As reported in our policy paper, Unleashing the Economic Power of the 35 Percent, there are 172,000 18-to 24-year-olds in New York City who are neither working nor enrolled in school, and another, 133,000 who are underemployed in low-wage jobs. In his Fiscal Year 2017 Preliminary Budget Address earlier this year, Mayor de Blasio celebrated the fact that the city has seen a growth of 220,000 new jobs in the past two years, the highest two-year gain ever. However, only about 19% of New York City teens are employed – the fifth highest teen unemployment rate of any major United States metropolitan area. Where in the Administration’s strategy for unprecedented economic progress is there an intentional plan to help out-of-school, out-of-work young New Yorkers reap the benefits of these significant financial opportunities?

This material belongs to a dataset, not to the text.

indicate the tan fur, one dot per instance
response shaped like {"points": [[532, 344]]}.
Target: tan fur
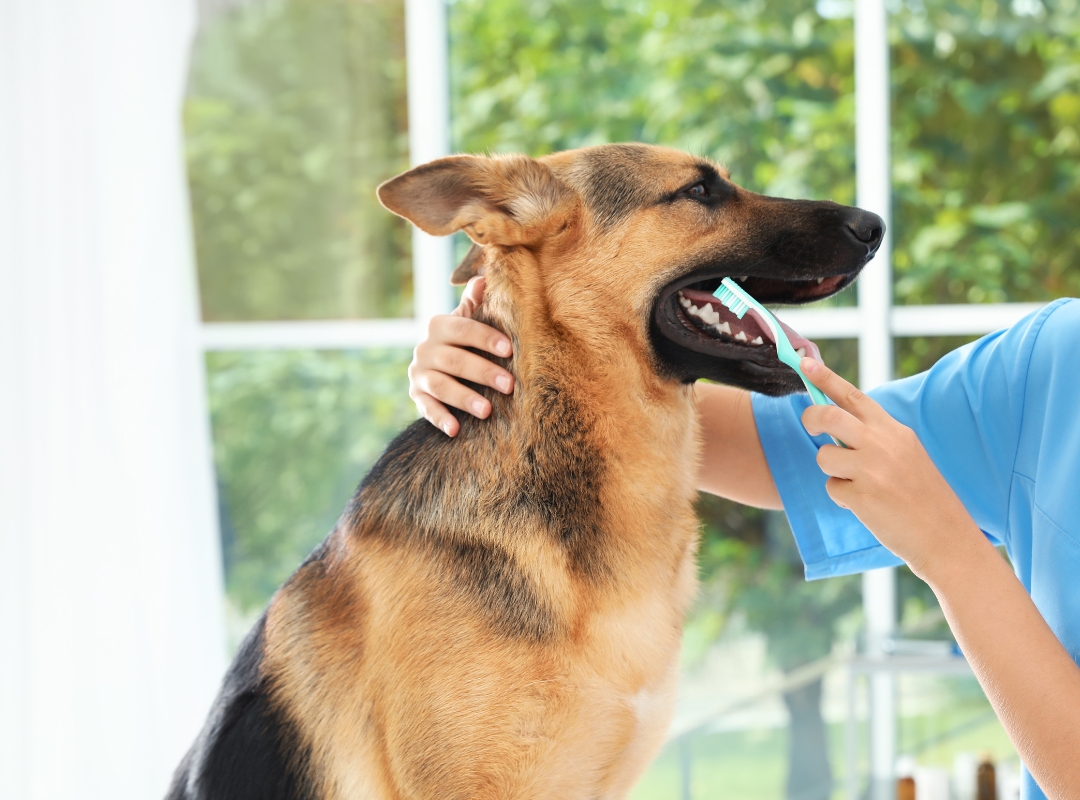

As is, the Mayor’s budget, not only leaves out any significant new expenditures to serve out-of-school, out-of-work young adults, but it also neglects to budget for the restoration of critical existing funds that have the potential to benefit this population such as, the $4.1 million needed for Summer Youth Employment Program (SYEP) to serve the same number of youth as last year while adjusting for the minimum wage increase; the $12 million in Council funds needed for a year-round youth employment program; and the $2.1 million needed for the NYC YouthBuild Project Initiative, which serves young adults who have dropped out of high school.
We are calling on the administration to invest in a comprehensive plan to reduce the number of young adults who are out of work and out of school. We applaud the Council’s recommendations that the administration increase opportunities for this population by expanding programs like Work Learn Grow to out-of-school youth, as well as the Young Women’s Initiative that has an intentional plan to serve out of work, out of school young women. However, there needs to be larger investment in alternative employment pathways specifically for this population such as sectoral programs, apprenticeships, and place-based neighborhood initiatives--that include employers, colleges and community-based organizations. We are also recommending exploration and development of a public sector employment pathways initiatives, such as those underway in Minnesota and New Mexico, and an expansion of service model programs, like Year of Service, to include targeted numbers for OSOW young adults
While the de Blasio administration continues to position itself as a champion for economic opportunity for all, the Mayor’s budget does little to meet the great need of more than 172,000 young New Yorkers – a significant portion of the city’s millenials who now make up the largest share of the American workforce. JobsFirstNYC urges the administration to invest in the future economic success of New York City by investing in the city’s future workforce. Thank you.